According to a survey done for the Wisconsin Nursery Association by the Wisconsin Agricultural Statistics Service in 2002, the economic impact of the state’s green industry is $2.7 billion. But many Wisconsinites would argue it’s the native flowers, trees, shrubs, evergreens, grasses, and the dedicated professionals behind the scenes that reflect the true value and beauty of the state’s green industry.
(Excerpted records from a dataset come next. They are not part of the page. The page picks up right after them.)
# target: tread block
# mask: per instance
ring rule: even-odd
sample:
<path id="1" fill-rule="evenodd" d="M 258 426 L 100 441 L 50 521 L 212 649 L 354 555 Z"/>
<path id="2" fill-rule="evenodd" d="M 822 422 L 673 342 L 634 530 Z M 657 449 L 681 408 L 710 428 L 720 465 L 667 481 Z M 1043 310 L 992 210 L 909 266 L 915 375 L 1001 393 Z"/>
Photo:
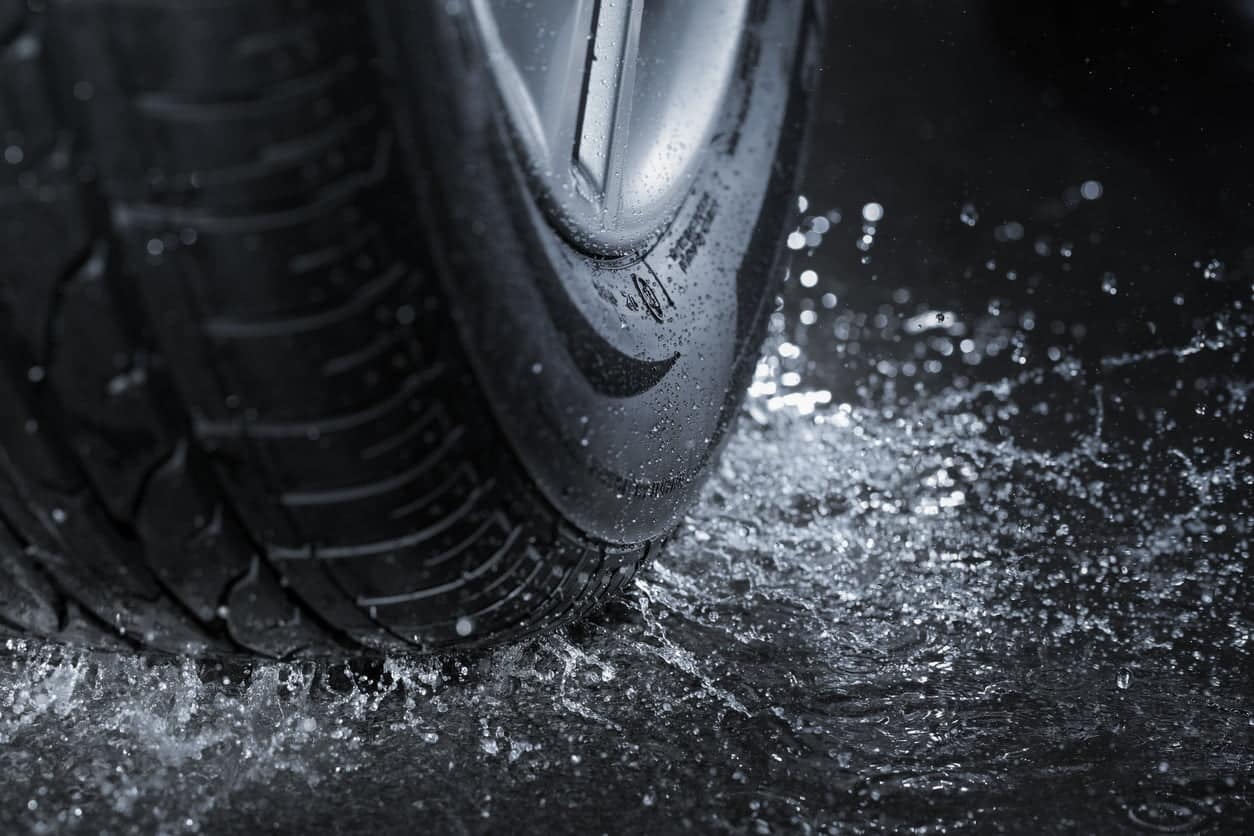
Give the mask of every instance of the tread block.
<path id="1" fill-rule="evenodd" d="M 225 539 L 222 508 L 203 495 L 187 459 L 187 442 L 179 441 L 146 485 L 135 527 L 162 584 L 211 622 L 231 584 L 247 573 L 248 549 L 219 542 Z"/>
<path id="2" fill-rule="evenodd" d="M 68 418 L 69 442 L 120 520 L 134 513 L 152 469 L 173 439 L 152 403 L 151 358 L 123 333 L 98 249 L 66 283 L 54 322 L 48 381 Z"/>
<path id="3" fill-rule="evenodd" d="M 53 635 L 60 629 L 61 595 L 33 566 L 26 546 L 0 520 L 0 623 Z"/>
<path id="4" fill-rule="evenodd" d="M 226 224 L 132 213 L 125 226 L 128 246 L 144 254 L 133 269 L 158 266 L 155 257 L 149 260 L 151 246 L 176 260 L 179 269 L 207 277 L 199 301 L 208 317 L 296 316 L 342 304 L 398 261 L 364 208 L 374 195 L 361 192 L 357 202 L 349 197 L 321 204 L 305 217 L 290 216 L 289 223 Z M 212 280 L 242 275 L 250 281 Z"/>
<path id="5" fill-rule="evenodd" d="M 329 489 L 285 493 L 280 502 L 303 530 L 327 534 L 321 546 L 402 539 L 454 521 L 459 509 L 475 504 L 481 482 L 456 454 L 458 436 L 412 467 L 371 481 Z M 343 478 L 343 477 L 341 477 Z M 353 473 L 353 478 L 361 478 Z M 428 540 L 434 544 L 434 538 Z M 435 559 L 434 557 L 432 559 Z"/>
<path id="6" fill-rule="evenodd" d="M 0 0 L 0 188 L 44 160 L 57 137 L 42 60 L 42 27 L 32 23 L 18 30 L 18 15 L 25 9 L 6 10 L 11 2 Z M 17 0 L 17 5 L 24 6 L 24 0 Z M 14 33 L 7 42 L 6 30 Z"/>
<path id="7" fill-rule="evenodd" d="M 26 20 L 26 0 L 0 0 L 0 44 L 17 36 Z"/>
<path id="8" fill-rule="evenodd" d="M 317 624 L 262 567 L 238 523 L 203 493 L 189 466 L 188 444 L 153 474 L 136 526 L 148 564 L 202 622 L 222 623 L 242 647 L 286 657 L 327 643 Z"/>
<path id="9" fill-rule="evenodd" d="M 246 97 L 325 65 L 329 50 L 360 49 L 365 36 L 360 10 L 335 0 L 63 0 L 50 11 L 67 35 L 86 32 L 73 47 L 128 91 Z M 92 30 L 109 33 L 107 47 Z"/>
<path id="10" fill-rule="evenodd" d="M 274 571 L 254 554 L 248 571 L 237 578 L 224 600 L 227 630 L 239 644 L 266 656 L 285 659 L 301 652 L 344 653 L 359 648 L 350 636 L 340 639 L 339 628 L 319 625 L 302 612 L 280 586 Z"/>

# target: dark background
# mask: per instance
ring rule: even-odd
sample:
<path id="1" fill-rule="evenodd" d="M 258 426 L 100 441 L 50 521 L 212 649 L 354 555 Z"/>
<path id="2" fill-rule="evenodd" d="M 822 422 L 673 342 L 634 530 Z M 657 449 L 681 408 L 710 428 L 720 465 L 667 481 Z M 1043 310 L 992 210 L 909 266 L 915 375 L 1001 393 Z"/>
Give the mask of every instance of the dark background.
<path id="1" fill-rule="evenodd" d="M 1203 274 L 1212 260 L 1229 279 L 1254 264 L 1254 6 L 825 8 L 805 193 L 813 211 L 840 209 L 833 231 L 849 241 L 864 203 L 886 210 L 869 263 L 843 241 L 826 248 L 823 279 L 838 296 L 869 309 L 904 286 L 968 316 L 1007 299 L 1036 314 L 1038 334 L 1066 320 L 1051 342 L 1098 357 L 1187 342 L 1221 297 L 1243 292 Z M 1098 200 L 1080 195 L 1090 180 Z M 960 218 L 967 203 L 973 227 Z M 1019 240 L 998 240 L 1008 222 L 1022 226 Z"/>

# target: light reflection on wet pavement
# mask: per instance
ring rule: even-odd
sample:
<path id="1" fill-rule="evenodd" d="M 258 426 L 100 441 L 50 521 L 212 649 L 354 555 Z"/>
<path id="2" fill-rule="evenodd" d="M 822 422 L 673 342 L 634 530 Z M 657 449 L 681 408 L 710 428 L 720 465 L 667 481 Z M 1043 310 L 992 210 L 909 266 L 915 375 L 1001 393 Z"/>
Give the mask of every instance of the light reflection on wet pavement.
<path id="1" fill-rule="evenodd" d="M 746 414 L 626 600 L 372 670 L 10 643 L 0 830 L 1248 832 L 1254 235 L 1004 58 L 930 73 L 942 22 L 884 82 L 931 112 L 834 54 Z"/>

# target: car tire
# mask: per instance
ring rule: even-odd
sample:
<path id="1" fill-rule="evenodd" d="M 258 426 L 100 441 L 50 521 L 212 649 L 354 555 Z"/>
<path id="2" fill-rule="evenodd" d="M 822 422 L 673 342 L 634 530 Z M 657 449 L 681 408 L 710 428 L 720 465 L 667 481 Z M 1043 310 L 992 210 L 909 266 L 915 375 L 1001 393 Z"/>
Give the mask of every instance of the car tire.
<path id="1" fill-rule="evenodd" d="M 0 0 L 0 630 L 434 651 L 621 590 L 782 275 L 819 37 L 753 8 L 734 134 L 606 259 L 529 199 L 456 4 Z"/>

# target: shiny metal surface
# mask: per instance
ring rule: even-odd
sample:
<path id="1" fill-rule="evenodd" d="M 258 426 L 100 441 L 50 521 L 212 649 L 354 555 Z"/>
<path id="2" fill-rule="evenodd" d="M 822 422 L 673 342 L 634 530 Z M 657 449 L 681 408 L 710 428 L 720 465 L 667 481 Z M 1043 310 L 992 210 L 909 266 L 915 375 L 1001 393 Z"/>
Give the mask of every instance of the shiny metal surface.
<path id="1" fill-rule="evenodd" d="M 532 183 L 577 246 L 670 219 L 736 65 L 747 0 L 471 0 Z"/>

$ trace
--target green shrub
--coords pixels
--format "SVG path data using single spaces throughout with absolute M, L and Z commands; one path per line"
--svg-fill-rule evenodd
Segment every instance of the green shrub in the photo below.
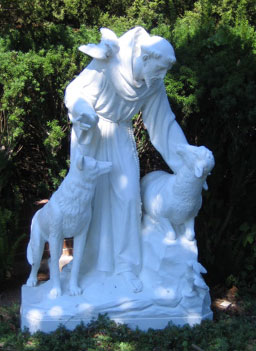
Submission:
M 17 320 L 12 309 L 0 309 L 0 344 L 6 350 L 250 351 L 256 346 L 253 320 L 245 317 L 223 315 L 218 322 L 204 321 L 194 327 L 170 324 L 163 330 L 143 332 L 99 316 L 88 326 L 81 324 L 73 331 L 60 326 L 55 332 L 37 332 L 33 336 L 28 332 L 21 333 Z

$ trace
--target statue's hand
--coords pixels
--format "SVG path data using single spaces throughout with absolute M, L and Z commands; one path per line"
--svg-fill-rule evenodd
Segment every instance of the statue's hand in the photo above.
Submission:
M 69 112 L 70 121 L 74 127 L 77 127 L 76 129 L 81 131 L 88 131 L 95 127 L 99 121 L 93 107 L 83 98 L 78 98 Z
M 78 144 L 85 145 L 91 142 L 94 134 L 94 127 L 97 125 L 98 121 L 99 117 L 94 111 L 81 113 L 72 121 Z
M 83 122 L 77 122 L 77 125 L 80 129 L 87 131 L 88 129 L 91 128 L 90 124 L 83 123 Z
M 78 118 L 76 118 L 76 124 L 77 126 L 84 130 L 87 131 L 92 127 L 95 127 L 99 121 L 99 117 L 95 112 L 91 113 L 81 113 Z

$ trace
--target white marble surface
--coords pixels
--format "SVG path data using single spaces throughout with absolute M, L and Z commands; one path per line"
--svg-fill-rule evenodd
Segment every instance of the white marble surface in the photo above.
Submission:
M 185 236 L 194 240 L 195 217 L 202 206 L 202 189 L 214 167 L 214 157 L 204 146 L 176 145 L 183 160 L 176 174 L 164 171 L 148 173 L 141 180 L 143 211 L 166 232 L 166 240 L 175 240 L 175 225 L 185 226 Z
M 143 270 L 140 279 L 143 290 L 134 293 L 127 289 L 122 275 L 99 271 L 83 275 L 80 286 L 83 294 L 70 296 L 70 272 L 61 273 L 63 295 L 53 298 L 52 283 L 37 287 L 22 287 L 21 325 L 30 332 L 50 332 L 64 324 L 74 329 L 81 321 L 89 323 L 98 314 L 107 313 L 118 323 L 131 328 L 162 329 L 168 322 L 194 325 L 212 319 L 210 296 L 199 273 L 188 262 L 197 263 L 196 241 L 189 241 L 178 231 L 178 238 L 168 244 L 150 218 L 143 221 Z M 199 265 L 200 266 L 200 265 Z M 196 286 L 195 278 L 203 284 Z
M 92 61 L 65 91 L 72 122 L 70 172 L 32 223 L 32 273 L 21 306 L 22 328 L 31 332 L 48 332 L 59 323 L 74 328 L 99 313 L 144 330 L 212 317 L 194 217 L 213 158 L 207 163 L 192 157 L 195 149 L 207 149 L 188 145 L 169 105 L 163 78 L 176 60 L 173 47 L 141 27 L 120 38 L 108 29 L 101 33 L 99 44 L 80 47 Z M 132 127 L 139 112 L 152 144 L 174 172 L 170 183 L 178 187 L 153 173 L 154 182 L 146 176 L 150 181 L 146 190 L 142 181 L 141 192 Z M 81 157 L 85 165 L 87 158 L 105 164 L 107 171 L 87 177 Z M 74 264 L 59 275 L 61 243 L 71 236 Z M 34 286 L 44 241 L 50 242 L 51 281 Z
M 37 273 L 40 267 L 44 245 L 49 242 L 51 253 L 50 275 L 52 280 L 51 294 L 61 295 L 62 289 L 59 274 L 59 258 L 64 238 L 74 238 L 74 260 L 70 276 L 70 294 L 80 295 L 81 287 L 78 276 L 87 231 L 92 216 L 92 199 L 96 179 L 109 173 L 111 162 L 97 161 L 92 157 L 76 153 L 76 158 L 59 188 L 50 200 L 35 213 L 31 224 L 30 241 L 27 248 L 27 259 L 31 272 L 27 285 L 37 284 Z
M 118 38 L 101 30 L 99 44 L 80 50 L 90 64 L 67 86 L 72 122 L 71 163 L 79 148 L 110 161 L 112 171 L 97 181 L 82 266 L 131 277 L 127 289 L 140 291 L 140 169 L 132 118 L 142 111 L 150 140 L 174 171 L 182 165 L 176 144 L 187 144 L 170 107 L 163 78 L 175 63 L 172 45 L 136 27 Z M 137 280 L 136 280 L 137 278 Z
M 208 292 L 204 301 L 198 298 L 187 298 L 184 303 L 190 304 L 189 311 L 185 311 L 182 304 L 179 307 L 162 308 L 154 304 L 155 296 L 162 294 L 157 288 L 144 285 L 141 293 L 127 294 L 125 284 L 120 283 L 118 276 L 100 278 L 87 277 L 84 293 L 70 296 L 65 288 L 67 277 L 62 277 L 64 294 L 52 299 L 49 295 L 51 283 L 46 282 L 35 288 L 24 285 L 22 287 L 21 328 L 28 328 L 31 333 L 38 330 L 54 331 L 59 324 L 68 329 L 74 329 L 80 322 L 89 323 L 98 314 L 107 313 L 117 323 L 128 324 L 131 328 L 139 327 L 162 329 L 168 322 L 176 325 L 198 324 L 202 319 L 211 319 Z M 93 279 L 92 284 L 89 280 Z M 32 290 L 33 289 L 33 290 Z M 31 291 L 32 290 L 32 291 Z M 66 292 L 65 292 L 66 290 Z M 150 294 L 151 292 L 151 294 Z M 155 294 L 154 294 L 155 292 Z M 164 299 L 166 300 L 166 299 Z M 164 301 L 166 303 L 166 301 Z

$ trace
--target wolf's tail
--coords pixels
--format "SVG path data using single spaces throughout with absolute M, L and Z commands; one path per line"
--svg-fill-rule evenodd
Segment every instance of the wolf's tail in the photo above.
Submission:
M 32 218 L 31 222 L 31 231 L 30 231 L 30 240 L 27 246 L 27 260 L 29 264 L 34 264 L 34 259 L 33 259 L 33 246 L 35 245 L 35 225 L 36 225 L 36 218 L 38 216 L 38 212 L 35 213 L 34 217 Z
M 28 260 L 28 263 L 31 264 L 31 266 L 32 266 L 32 264 L 34 262 L 33 262 L 33 253 L 32 253 L 31 241 L 29 241 L 28 247 L 27 247 L 27 260 Z

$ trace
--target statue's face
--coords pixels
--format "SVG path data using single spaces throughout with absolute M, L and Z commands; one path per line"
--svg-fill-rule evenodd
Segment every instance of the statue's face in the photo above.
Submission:
M 155 81 L 164 79 L 168 66 L 163 59 L 143 56 L 142 79 L 145 81 L 148 88 L 150 88 Z
M 164 79 L 171 63 L 176 61 L 172 45 L 165 39 L 157 36 L 149 37 L 140 46 L 140 52 L 133 59 L 134 80 L 145 83 L 150 88 L 155 81 Z

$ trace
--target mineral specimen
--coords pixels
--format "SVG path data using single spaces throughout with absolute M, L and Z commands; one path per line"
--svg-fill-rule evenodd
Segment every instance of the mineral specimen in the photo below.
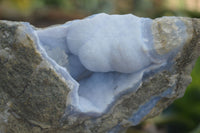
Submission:
M 44 29 L 0 21 L 0 132 L 117 133 L 156 116 L 191 81 L 199 23 L 104 13 Z

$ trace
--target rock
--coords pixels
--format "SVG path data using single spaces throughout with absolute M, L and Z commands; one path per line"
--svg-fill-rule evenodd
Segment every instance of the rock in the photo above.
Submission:
M 99 20 L 92 22 L 95 17 Z M 99 35 L 94 34 L 95 40 L 88 41 L 88 36 L 82 34 L 88 32 L 92 35 L 95 32 L 89 31 L 93 31 L 94 27 L 82 24 L 91 21 L 97 25 L 103 17 L 112 22 L 112 16 L 105 14 L 45 29 L 37 29 L 25 22 L 0 21 L 0 132 L 117 133 L 158 115 L 183 96 L 191 82 L 194 63 L 200 56 L 200 20 L 183 17 L 148 19 L 147 25 L 144 25 L 148 27 L 147 31 L 141 30 L 141 33 L 155 49 L 147 48 L 144 52 L 152 55 L 148 56 L 153 62 L 151 67 L 141 67 L 141 71 L 124 71 L 121 69 L 124 66 L 118 66 L 112 71 L 99 72 L 102 69 L 97 67 L 101 64 L 92 66 L 95 70 L 87 69 L 80 63 L 77 52 L 74 54 L 73 48 L 68 47 L 74 43 L 70 47 L 77 45 L 79 48 L 95 40 L 98 44 L 104 29 L 97 32 Z M 140 18 L 133 18 L 140 21 Z M 80 29 L 79 35 L 76 25 L 87 28 Z M 123 29 L 123 25 L 119 28 Z M 73 38 L 69 41 L 69 37 L 75 38 L 76 42 Z M 107 42 L 105 46 L 112 40 L 104 43 Z M 117 50 L 114 49 L 115 44 L 110 47 L 112 51 Z M 83 51 L 83 55 L 87 55 Z M 73 63 L 78 67 L 73 67 Z M 90 65 L 88 63 L 91 62 L 87 60 L 86 65 Z M 96 80 L 93 77 L 97 77 Z M 88 84 L 92 85 L 91 89 L 88 89 Z M 116 84 L 118 86 L 113 87 Z

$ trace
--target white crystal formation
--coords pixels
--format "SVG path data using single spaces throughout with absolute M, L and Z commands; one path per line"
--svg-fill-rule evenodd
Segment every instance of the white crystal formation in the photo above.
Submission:
M 43 56 L 71 84 L 67 105 L 102 114 L 136 91 L 145 75 L 173 64 L 176 51 L 192 37 L 187 24 L 181 18 L 101 13 L 37 29 L 35 36 Z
“We love to grow plants. That’s what we’re all about,” says Tom Buechel, who’s been in the industry for almost 20 years and is head of production at McKay Nursery Company based in Waterloo, Wis.
Established in 1897, McKay Nursery leads by example with sustainable practices for plant products grown on its 2,000-plus acres. This includes growing a range of native plants such as silky and gray dogwoods, eastern hemlock, and the popular aronia shrubs, also known as chokeberry. Using native plants in Wisconsin gardens and landscapes has become a growing trend among customers that preserves the past and protects the future by maintaining natural habitats and preventing soil erosion.
“It’s all about trying to find a balance, and the industry has made great strides at becoming better stewards of the land,” says Buechel. “We’re using cover crops to cushion the land, and we’ve seen great improvements in recycling water.”
For Buechel, it’s more than growing an excellent product; it’s understanding how that process affects the land that makes a difference.
Over the years, he has watched the industry face numerous challenges from adapting to online shopping to monitoring and preventing the spread of new insects and diseases.
“One of our best plants was autumn purple ash, and we no longer sell it, or any ash. It’s pretty detrimental.”
A New Approach To Certification
To better ensure plants are pest-free before they’re sold or shipped, Wisconsin’s Department of Agriculture, Trade and Consumer Protection (DATCP) has partnered with the National Plant Board to pilot a new program called SANC, or Systems Approach to Nursery Certification. McKay Nursery is a partner in the pilot program.
“To beat the pests, we have to do these things,” Buechel says. “SANC will help us look at all the procedures that affect the ways we ship plants.”
Through the program’s risk assessment protocol, growers can identify and control critical areas where pests are likely to be introduced.
Looking to the future, education and training will be key for nurseries to grow the most vigorous, healthy and pest-free stock available, and certifications like SANC may well become standard procedure throughout the industry.
“Continuous improvement has always been a focus at our company, so we’re ready for it. Likewise, I see Wisconsin’s nursery industry continuing to strive to keep plant quality high,” says Buechel.
Phytosanitary Certification: Another Safeguard
With quarantines issued in place across the state for gypsy moth, emerald ash borer and pine shoot beetle, most nurseries are well-versed in phytosanitary certification; however, they are also required for a variety of agricultural products, including lumber and grains.
“In order to obtain a phytosanitary certificate, the shipment must be free of certain insects and diseases that the importing country deems to be injurious,” says Bo DeLong, vice president of grain operations for The DeLong Company, which has been exporting grains overseas since the late 1980s. Whether the company is shipping to China, Indonesia or Mexico, DeLong says, these certificates are vital to ensure unwanted pests don’t enter the export channel.
DATCP’s efforts in setting records for certificates issued not only signals more products being sold and shipped, but also the reassuring fact that due diligence is being practiced across the state’s agriculture industry.